At the other end of the social spectrum, and with more agency at their disposal but less mobility in public spaces, wealthy women devised numerous ways to make their presence felt without jeopardising their reputations: they used perfumes; they appeared on balconies, briefly visible to passers-by; sweet sounds of their voices carried into the street. Their bodies may have been covered as they negotiated public spaces, but they walked with a sway of their hips and used tokens as a secret language to convey messages of love.

Male control of women was underpinned by notions of moral rectitude but women were out and about much more than has previously been thought. They were (at least sometimes) visible to the gaze of foreign observers, curious about a culture so seemingly exotic. In the collection of the Correr Museum in Venice is an illustrated travel manuscript showing scenes of Istanbul in the late 17th century. Among them is a delightful sketch of a group of women enjoying an outing in a boat rowed by three handsome oarsmen sporting splendid black moustaches. 

Notions of honour ran deep in Ottoman society. Boyar writes: “The desire to protect women’s honour had less to do with women than it did with concern with the well-being of society as a whole, for an immoral woman meant an immoral society.” Women could be seen in public but how they behaved, and how they were perceived, was of paramount importance. For women to be seen visiting the graves of their relatives, or shines of holy personages, was acceptable; for women visiting a cemetery to be seen drinking and eating with unrelated men was not.
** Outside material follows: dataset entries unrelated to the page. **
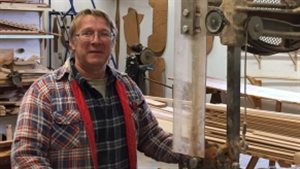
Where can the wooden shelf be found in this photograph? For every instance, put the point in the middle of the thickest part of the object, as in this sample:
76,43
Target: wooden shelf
24,7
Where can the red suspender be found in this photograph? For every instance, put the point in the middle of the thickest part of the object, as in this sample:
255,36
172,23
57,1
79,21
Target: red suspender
129,125
85,114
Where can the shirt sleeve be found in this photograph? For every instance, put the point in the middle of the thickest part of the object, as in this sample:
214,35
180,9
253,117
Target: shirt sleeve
32,132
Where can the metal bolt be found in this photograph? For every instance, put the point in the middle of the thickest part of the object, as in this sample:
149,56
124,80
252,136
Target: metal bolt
185,12
185,28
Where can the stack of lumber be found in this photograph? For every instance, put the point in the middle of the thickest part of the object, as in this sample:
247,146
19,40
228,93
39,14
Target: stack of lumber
271,135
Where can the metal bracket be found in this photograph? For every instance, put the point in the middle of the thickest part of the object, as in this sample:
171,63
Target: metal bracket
190,18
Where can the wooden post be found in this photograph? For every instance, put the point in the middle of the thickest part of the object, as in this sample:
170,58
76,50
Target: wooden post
190,79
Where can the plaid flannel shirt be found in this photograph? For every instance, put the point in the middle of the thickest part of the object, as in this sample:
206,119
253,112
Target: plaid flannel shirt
50,132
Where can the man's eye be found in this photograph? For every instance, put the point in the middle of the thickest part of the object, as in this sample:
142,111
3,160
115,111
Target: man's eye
105,33
87,33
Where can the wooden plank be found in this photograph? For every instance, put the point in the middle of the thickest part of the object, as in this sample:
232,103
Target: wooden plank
189,84
258,91
158,74
252,163
266,135
131,28
157,40
6,56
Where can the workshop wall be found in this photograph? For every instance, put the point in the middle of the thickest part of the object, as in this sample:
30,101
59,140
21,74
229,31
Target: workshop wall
275,71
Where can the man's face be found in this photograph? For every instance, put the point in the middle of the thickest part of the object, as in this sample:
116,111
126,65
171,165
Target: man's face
92,44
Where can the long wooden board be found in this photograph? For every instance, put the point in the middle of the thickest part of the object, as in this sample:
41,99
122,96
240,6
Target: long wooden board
157,41
279,140
257,91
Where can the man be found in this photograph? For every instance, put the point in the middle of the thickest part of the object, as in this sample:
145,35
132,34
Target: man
87,114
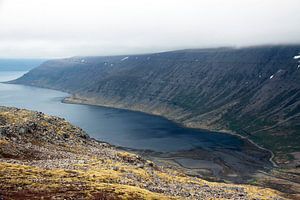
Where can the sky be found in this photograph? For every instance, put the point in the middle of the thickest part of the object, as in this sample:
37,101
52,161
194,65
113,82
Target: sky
64,28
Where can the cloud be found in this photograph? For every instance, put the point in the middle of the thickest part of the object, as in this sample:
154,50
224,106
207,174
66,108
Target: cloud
60,28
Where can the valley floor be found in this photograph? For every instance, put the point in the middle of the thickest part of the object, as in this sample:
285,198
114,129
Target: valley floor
283,178
46,157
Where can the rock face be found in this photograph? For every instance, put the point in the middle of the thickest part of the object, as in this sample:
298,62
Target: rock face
252,91
45,157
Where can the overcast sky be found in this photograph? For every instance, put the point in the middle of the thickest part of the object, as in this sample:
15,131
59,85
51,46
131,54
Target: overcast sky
63,28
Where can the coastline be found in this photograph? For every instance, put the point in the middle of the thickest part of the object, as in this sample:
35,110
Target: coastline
76,100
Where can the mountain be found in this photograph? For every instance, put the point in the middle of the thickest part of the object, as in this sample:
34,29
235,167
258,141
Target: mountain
19,64
253,91
45,157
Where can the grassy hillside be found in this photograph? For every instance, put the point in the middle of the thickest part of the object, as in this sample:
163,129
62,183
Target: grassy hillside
253,91
45,157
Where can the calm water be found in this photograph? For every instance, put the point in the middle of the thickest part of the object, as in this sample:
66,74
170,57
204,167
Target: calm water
119,127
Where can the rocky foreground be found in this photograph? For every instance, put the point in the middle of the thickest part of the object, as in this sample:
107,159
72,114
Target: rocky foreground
45,157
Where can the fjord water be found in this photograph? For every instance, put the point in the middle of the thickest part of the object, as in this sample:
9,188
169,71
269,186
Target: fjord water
208,154
119,127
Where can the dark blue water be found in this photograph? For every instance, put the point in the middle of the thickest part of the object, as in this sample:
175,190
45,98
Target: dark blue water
119,127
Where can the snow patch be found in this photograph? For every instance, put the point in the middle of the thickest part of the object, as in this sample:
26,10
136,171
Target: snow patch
297,57
125,58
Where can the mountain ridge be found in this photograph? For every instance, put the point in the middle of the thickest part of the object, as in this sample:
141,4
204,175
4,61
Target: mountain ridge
252,91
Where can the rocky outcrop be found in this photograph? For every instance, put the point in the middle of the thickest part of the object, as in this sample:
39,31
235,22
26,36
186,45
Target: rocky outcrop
45,157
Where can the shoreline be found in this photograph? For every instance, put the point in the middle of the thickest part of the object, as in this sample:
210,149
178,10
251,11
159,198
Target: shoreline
75,100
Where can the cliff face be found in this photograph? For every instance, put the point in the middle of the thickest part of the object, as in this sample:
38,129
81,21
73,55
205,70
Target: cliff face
45,157
252,91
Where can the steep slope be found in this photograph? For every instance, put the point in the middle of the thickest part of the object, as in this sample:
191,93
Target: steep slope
45,157
254,91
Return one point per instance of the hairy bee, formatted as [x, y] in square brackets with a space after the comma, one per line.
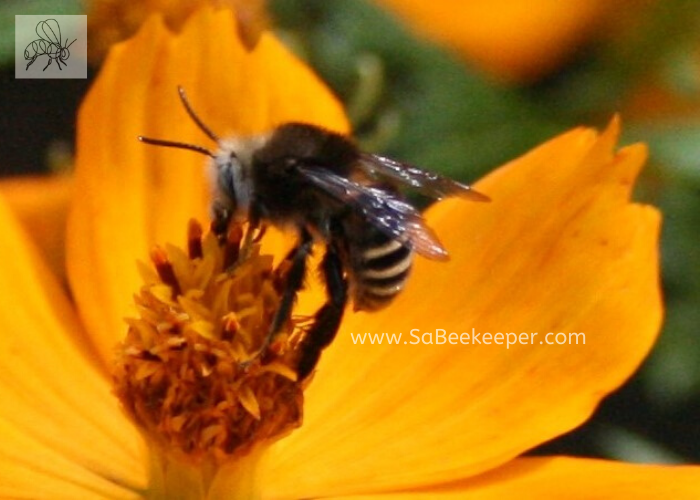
[320, 184]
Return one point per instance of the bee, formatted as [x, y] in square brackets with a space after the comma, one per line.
[48, 44]
[321, 185]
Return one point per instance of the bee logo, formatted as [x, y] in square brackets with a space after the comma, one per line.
[49, 44]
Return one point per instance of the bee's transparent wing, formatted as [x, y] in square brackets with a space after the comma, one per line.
[49, 31]
[383, 209]
[428, 183]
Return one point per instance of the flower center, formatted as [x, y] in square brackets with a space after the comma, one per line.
[190, 372]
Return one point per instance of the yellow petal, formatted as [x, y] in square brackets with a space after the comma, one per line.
[60, 426]
[566, 478]
[560, 249]
[133, 196]
[41, 206]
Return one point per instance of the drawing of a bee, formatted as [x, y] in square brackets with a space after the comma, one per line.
[49, 44]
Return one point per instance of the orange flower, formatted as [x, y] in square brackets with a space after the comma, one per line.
[41, 204]
[512, 39]
[111, 21]
[561, 248]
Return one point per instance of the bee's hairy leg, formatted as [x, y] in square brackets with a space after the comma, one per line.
[327, 319]
[221, 218]
[298, 257]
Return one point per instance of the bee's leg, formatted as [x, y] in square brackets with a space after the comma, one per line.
[250, 238]
[327, 319]
[298, 257]
[221, 218]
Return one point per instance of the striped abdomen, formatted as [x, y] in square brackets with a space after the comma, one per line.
[380, 269]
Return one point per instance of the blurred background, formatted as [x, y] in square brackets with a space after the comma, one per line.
[462, 87]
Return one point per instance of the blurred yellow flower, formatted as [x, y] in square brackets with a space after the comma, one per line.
[561, 248]
[517, 40]
[111, 21]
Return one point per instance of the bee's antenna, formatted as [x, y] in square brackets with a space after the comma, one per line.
[195, 118]
[173, 144]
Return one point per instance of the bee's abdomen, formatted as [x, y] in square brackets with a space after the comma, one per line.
[382, 266]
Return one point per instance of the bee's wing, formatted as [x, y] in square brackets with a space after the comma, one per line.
[383, 209]
[428, 183]
[50, 31]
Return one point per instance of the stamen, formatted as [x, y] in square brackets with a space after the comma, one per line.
[165, 270]
[187, 372]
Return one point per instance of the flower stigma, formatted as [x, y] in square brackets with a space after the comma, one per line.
[192, 372]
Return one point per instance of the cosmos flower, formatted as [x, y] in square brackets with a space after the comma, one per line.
[515, 40]
[560, 249]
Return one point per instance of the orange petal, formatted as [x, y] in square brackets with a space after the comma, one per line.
[560, 249]
[511, 39]
[133, 195]
[41, 206]
[570, 478]
[60, 426]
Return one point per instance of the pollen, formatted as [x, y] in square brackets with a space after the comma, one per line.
[196, 371]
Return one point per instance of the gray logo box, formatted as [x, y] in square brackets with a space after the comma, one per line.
[50, 46]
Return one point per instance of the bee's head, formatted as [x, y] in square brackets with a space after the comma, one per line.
[230, 165]
[231, 175]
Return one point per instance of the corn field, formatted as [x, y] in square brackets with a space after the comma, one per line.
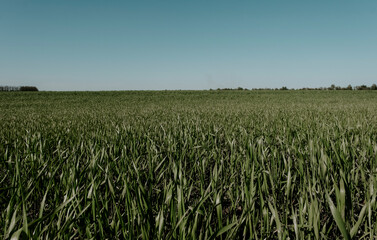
[188, 165]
Women’s lives were controlled not just by the state, argues Boyar, but also by “an imagined moral community” with the “power to label a woman as honourable or dishonourable as it thought fit, leaving the woman concerned with no recourse to this judgment”. However, social perceptions of respectability were fluid – and varied across time and space. An Anatolian visitor to Cairo was shocked to see the wives of high-ranking men riding on donkeys. His reaction was coloured by the practice elsewhere for prostitutes to be punished by being displayed on donkeys.

It was within the intimacy of the mahalle (neighbourhood) that the question of reputation was most potent. “For a woman to be labelled a prostitute had significant ramifications for it left her exposed without the protection of either family, society or the state,” writes Boyar. “She was seen as challenging the imagined moral community and as seeking to build a life outside its boundaries and control.” On one hand condemnation could mean ruin, on the other marginalisation could be empowering. Brothels were everywhere. Not only did prostitutes have access to public spaces but, as an integral part of society, they were sometimes invited to important celebrations and took part in street processions.
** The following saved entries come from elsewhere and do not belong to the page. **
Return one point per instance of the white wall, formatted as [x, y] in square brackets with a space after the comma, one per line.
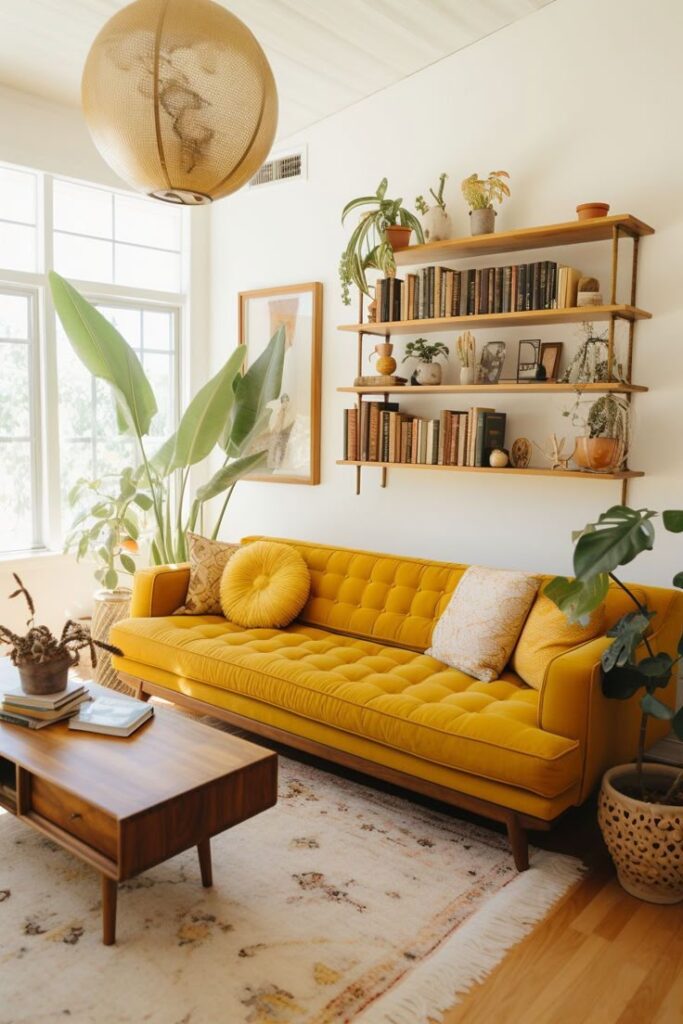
[579, 102]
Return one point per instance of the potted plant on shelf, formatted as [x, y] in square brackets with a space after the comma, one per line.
[641, 804]
[385, 226]
[107, 528]
[435, 220]
[480, 194]
[428, 371]
[603, 445]
[42, 659]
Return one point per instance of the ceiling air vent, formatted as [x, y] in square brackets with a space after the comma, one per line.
[291, 165]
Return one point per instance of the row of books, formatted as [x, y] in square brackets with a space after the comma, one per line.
[117, 716]
[456, 438]
[439, 291]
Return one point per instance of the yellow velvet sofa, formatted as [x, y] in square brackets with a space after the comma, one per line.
[349, 681]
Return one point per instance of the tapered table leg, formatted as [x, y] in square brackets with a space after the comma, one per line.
[110, 890]
[204, 851]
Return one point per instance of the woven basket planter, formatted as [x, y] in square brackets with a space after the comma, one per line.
[645, 841]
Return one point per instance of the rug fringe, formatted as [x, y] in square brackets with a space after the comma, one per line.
[478, 945]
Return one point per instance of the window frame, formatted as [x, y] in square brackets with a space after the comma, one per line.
[48, 529]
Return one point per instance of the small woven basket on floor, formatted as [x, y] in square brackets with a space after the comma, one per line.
[110, 607]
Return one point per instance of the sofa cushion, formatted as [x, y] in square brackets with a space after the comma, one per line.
[264, 585]
[406, 700]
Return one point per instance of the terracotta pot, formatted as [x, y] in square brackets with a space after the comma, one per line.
[50, 677]
[428, 373]
[436, 224]
[397, 237]
[587, 211]
[385, 361]
[598, 454]
[645, 841]
[482, 221]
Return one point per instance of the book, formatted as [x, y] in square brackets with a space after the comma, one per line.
[112, 716]
[43, 701]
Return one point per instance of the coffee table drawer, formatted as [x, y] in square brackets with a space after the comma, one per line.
[75, 815]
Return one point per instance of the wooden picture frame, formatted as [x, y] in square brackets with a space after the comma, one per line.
[293, 438]
[551, 352]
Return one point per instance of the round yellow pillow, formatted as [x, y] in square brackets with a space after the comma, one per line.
[264, 585]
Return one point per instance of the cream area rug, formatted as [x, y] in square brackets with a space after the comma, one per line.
[340, 904]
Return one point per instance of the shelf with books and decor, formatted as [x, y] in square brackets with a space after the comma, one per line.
[441, 298]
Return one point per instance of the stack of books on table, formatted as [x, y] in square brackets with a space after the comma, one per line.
[38, 710]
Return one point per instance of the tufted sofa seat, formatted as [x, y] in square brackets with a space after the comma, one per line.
[350, 680]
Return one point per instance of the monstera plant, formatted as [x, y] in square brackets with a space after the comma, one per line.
[228, 415]
[641, 806]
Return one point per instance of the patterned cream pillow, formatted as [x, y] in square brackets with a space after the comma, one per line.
[480, 626]
[207, 561]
By the turn of the 20th century, the Ottoman empire was crumbling. Its demise had opened up new opportunities for women to enter public spheres. As Boyar writes: “Their progress and the speed of change in both the level of their participation and the acceptance of their new position owed much to the dire circumstances that the empire found itself in in that period and to certain changes, in particular the emergence of the press and the development of female education.”

Unsurprisingly, so profound a societal change was by no means unopposed. As late as 1915, a regional governor expressly forbad women discussing the government to “create demoralisation with their lying and inaccurate words and gossip”. But even this condemnation of female gossip shows how much women were present and how their voices were heard in the Ottoman public space.

With this new volume, Fleet and Boyar and their contributors lift the lid on many thousands of lives previously marginalised by academic histories.

Ottoman Women in Public Space is published by Brill.